South Africa is a land of contrasts, a place of both feast and famine.
In December – as many South Africans prepared themselves for bounty of the festive season – four women shared sometimes emotionally charged accounts of their daily struggles to provide even modest meals in their homes. Their stories were shared during the Local Food Governance Community of Practice (CoP), held at the University of the Western Cape (UWC).
While they were at the meeting itself, the women’s stories took the form of ‘digital stories‘ created with the Sustainable Livelihoods Foundation.
In these digital stories, featuring hand-drawn illustrations, the women narrated the specifics of their food environments. They talked of the choices they have to make between taking a job or staying at home to take care of their children. Of sending their children away into the care of others so they could work and provide some support to those children. Of stretching, beyond reason, the small social grants awarded by the state. Of leaving the relative-plenty of their rural homes to adapt to the contrasting diets of friends and new family in the urban centres.

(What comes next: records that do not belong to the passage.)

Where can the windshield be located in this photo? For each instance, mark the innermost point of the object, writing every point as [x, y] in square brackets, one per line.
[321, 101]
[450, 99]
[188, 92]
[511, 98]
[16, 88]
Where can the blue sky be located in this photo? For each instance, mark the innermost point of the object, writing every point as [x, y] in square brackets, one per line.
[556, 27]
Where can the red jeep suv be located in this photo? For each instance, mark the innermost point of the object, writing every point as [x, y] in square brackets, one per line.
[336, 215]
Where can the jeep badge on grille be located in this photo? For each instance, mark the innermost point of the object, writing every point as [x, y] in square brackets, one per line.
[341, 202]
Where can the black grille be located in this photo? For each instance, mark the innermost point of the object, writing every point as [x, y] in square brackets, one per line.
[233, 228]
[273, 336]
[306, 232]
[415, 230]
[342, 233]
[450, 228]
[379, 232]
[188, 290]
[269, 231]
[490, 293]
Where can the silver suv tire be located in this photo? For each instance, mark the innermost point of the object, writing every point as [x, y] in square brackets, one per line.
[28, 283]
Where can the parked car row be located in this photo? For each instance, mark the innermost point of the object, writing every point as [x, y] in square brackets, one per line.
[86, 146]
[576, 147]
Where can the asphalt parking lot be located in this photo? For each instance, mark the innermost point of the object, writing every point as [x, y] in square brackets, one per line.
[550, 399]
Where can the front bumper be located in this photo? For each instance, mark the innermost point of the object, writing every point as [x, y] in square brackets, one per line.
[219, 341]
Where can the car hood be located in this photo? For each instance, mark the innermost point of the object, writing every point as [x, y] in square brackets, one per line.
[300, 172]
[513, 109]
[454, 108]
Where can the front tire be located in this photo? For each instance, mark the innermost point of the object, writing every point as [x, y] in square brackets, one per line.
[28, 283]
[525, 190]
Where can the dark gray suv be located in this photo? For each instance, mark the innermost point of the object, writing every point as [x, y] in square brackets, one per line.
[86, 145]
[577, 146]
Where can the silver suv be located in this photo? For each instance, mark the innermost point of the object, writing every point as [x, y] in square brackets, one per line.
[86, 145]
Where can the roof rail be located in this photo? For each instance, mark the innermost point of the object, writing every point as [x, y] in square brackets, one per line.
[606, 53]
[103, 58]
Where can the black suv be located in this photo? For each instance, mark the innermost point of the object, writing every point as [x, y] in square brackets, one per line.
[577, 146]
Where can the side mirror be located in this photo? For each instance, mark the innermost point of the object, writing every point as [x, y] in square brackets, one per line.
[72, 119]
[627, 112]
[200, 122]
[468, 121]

The stories fit in easily with the aims of the CoP – supported by the National Centre of Excellence in Food Security (CoE-FS) – which had always imagined itself as more than just a talk shop for academics. As such, the CoP had always wanted to draw on the insights of others – from government representatives to small-scale farmers – to understand the complexities of the urban food system.
“These are not abstract issues; these are very real issues, as these stories have shown,” said Dr Camilla Adelle, a founding member of the CoP and a senior research fellow with the Centre for the Study of Governance Innovation at the University of Pretoria.
To offer a different take on those lived experiences, Dr Jane Battersby and Dr Gareth Haysom of the African Centre for Cities at the University of Cape Town had ahead of the screening of the films painted a broad picture of the food environment in South Africa. Battersby pointed out how high levels of food insecurity and childhood undernutrition occur, almost paradoxically, alongside soaring levels of obesity in the country, the result of a complex interplay between contributing systems. She spoke particularly of the influence and power of ‘Big Food’, the “explosion of supermarkets”, and how – even in South Africa’s financially constrained communities – big retailers dictate how people spend their money on food, and on what kind of food.
In turn, Professor Rina Swart of UWC’s School of Public Health (SoPH) complemented that presentation as she shared some of the findings of the SoPH’s Researching the Obesogenic Food Environment (ROFE) study. ROFE aims to understand the changing nature of food marketed in poor communities in South Africa and Ghana. The research has shown how the increase in consumption of ultra-processed food has gone hand in hand with a rise of obesity and overweight in South Africa.
But even if the picture appears bleak, all is not lost. Policy and other strategies can yet address some of these concerns, Battersby noted in a moment of optimism. “I think we’re in a situation where we have a dire set of challenges in the food environment, but I think we’re also in a moment where there are potential opportunities for leverage,” she said.
This blend of knowledges – the lived and the learned – on show at the meeting exemplifies the aspirations of the Community of Practice, added Adelle. “So what we attempted to do here today was marry the data rich academic perspective on why people make the choices that they do about food, with the personal accounts of the same thing but from a lived experience,” she said.